Edited to add PSA: Mel-Mel is in the throes of autistic burnout that’s been going on since… probably since dad died. The following is going to sound bitchy because, well, it should. Apologies in advance for any unintended hurt feelings. Anyway…
I was trying to publish this very exciting, beautiful, milestone beginning of Ragdoll #10 on Halloween. I could have, honestly, but I’m not going to push this one out for a non-existent audience. Working on Ragdoll is an absolute joy to me. Publishing Ragdoll sucks huge donkey balls. Drawing this book makes me feel closer to, I dunno…. God? Satan? Nell Carter? Whatever fucking entity created my weird soul. But putting it out online, begging people to read it, being aggressively ignored, and hoping each and every day that someone will reach out to me to express anything other than “Meh” is killing that weird soul of mine. I don’t know how many times I’m going to have to reiterate this to myself in blog form before it sticks.
In fact, I’m not sure when the next update will be. I may decide to finish the entire issue first. It’s going to be pay-to-read anyway, so I’m sure no one was going to do that. This is just another reminder to the public at large that I am an INFJ type, and your rudeness didn’t escape my attention. Yeah, I’m a crazy girl. I’m so crazy, that I can list and document for you every glitch in my system. YOU CAN’T SAY THE SAME. The average person is walking around thinking they are just as sane as you please, when in reality they have subconscious motivations that they ignore, issues they never unpack, and just general shit they never want to face. Most people think I’m nuts because I write about how I’m feeling, I talk about my issues, I face my fears, and I’m brutally honest. I can say with confidence, that if you know me, really know me, I am the safest and sanest motherfucker you will ever encounter in this world.
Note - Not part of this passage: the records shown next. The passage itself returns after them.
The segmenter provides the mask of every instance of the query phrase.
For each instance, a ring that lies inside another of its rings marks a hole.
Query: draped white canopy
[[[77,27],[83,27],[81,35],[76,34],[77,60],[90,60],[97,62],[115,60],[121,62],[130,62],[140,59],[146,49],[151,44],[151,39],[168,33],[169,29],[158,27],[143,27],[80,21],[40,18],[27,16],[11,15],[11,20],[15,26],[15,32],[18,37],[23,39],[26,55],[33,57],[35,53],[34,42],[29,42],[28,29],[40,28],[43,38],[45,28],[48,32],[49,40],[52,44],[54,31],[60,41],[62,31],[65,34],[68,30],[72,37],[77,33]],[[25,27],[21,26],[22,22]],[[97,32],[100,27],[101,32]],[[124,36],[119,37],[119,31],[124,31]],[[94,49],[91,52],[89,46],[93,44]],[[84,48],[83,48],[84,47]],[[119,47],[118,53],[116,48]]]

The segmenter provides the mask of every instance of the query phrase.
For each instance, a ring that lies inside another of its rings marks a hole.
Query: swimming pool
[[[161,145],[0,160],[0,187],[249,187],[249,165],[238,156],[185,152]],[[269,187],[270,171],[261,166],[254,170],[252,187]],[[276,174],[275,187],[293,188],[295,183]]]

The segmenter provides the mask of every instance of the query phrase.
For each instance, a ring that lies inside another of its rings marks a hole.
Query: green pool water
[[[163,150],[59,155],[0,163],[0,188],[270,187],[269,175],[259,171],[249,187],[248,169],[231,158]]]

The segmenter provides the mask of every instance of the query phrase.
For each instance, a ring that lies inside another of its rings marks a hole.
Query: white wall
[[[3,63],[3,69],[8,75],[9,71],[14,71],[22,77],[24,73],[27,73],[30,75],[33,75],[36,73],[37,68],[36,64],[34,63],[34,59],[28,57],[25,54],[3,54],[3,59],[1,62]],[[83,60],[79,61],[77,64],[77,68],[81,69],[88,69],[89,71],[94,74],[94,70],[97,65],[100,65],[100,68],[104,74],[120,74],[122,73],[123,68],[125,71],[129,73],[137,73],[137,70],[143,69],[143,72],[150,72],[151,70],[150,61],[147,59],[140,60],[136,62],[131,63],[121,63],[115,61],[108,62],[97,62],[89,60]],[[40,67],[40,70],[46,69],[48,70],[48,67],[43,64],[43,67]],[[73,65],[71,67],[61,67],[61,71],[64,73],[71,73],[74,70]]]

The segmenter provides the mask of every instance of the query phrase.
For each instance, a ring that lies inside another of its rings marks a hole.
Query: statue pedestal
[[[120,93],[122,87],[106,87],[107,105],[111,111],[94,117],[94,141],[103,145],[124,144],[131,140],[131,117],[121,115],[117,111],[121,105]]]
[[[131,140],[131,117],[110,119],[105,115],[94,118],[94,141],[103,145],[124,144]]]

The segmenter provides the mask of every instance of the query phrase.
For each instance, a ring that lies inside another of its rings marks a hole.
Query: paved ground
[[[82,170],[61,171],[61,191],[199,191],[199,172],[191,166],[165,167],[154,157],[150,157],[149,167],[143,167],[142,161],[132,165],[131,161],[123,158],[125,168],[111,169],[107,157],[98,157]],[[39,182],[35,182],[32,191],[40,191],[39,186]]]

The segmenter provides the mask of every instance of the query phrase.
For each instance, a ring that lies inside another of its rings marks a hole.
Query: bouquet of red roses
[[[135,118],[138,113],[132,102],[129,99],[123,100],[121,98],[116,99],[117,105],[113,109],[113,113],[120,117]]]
But that’s okay. Fear is the norm on Earth. I should know, it’s what Ragdoll is all about. I’m just going to go ahead and assume from here on out that I am apparently so very intimidating and terrifying that only the bravest of the brave will talk to me. I’m also going to assume that the entire world at large has developed a severe alcohol problem, where everybody is simply so hungover all the time that they have lost the basic ability to read and communicate with people. Yeah, that’s the ticket.